For me it was a Grade A production of a Grade D musical play.
This story started as the campy 1960s black humor movie shot in two days by Roger Corman, with Jack Nicholson in a minor role. The 1982 success in New York of the musical The Little Shop of Horrors prompted puppeteer Frank Oz to produce a movie version in 1986. The show has made the rounds ever since, usually accompanied by the teeny and the massive versions of Audrey II provided by Character Translations in Pennsylvania, based on designs by Martin P. Robinson, a Jim Henson Master Puppeteer.
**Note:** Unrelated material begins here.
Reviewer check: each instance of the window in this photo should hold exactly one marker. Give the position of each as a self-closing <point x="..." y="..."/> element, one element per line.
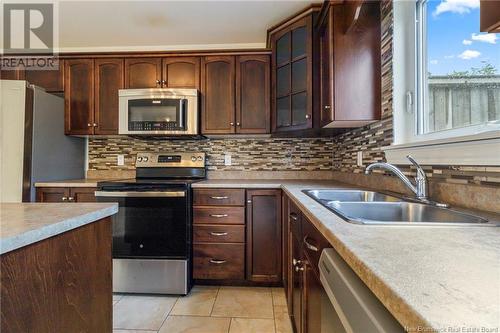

I enjoy camp and I enjoy black humor. But in order to appreciate camp, you have to know and relish the art form or the artwork that is being exaggerated to pieces. Relating to this show, one of my blind spots, not shared by the majority of the American public, was cinematic. I don't know much about horror films, alien invasion films or creature films, except for Godzilla and King Kong (in the 1928 version, please). And the other blind spot was Audrey II. When I settled in the front of the Georgetown Palace last Friday, I'd never seen the play or either of the movies. So I was a blank slate for Howard Ashman's book and lyrics, as well as for Alan Menken's music.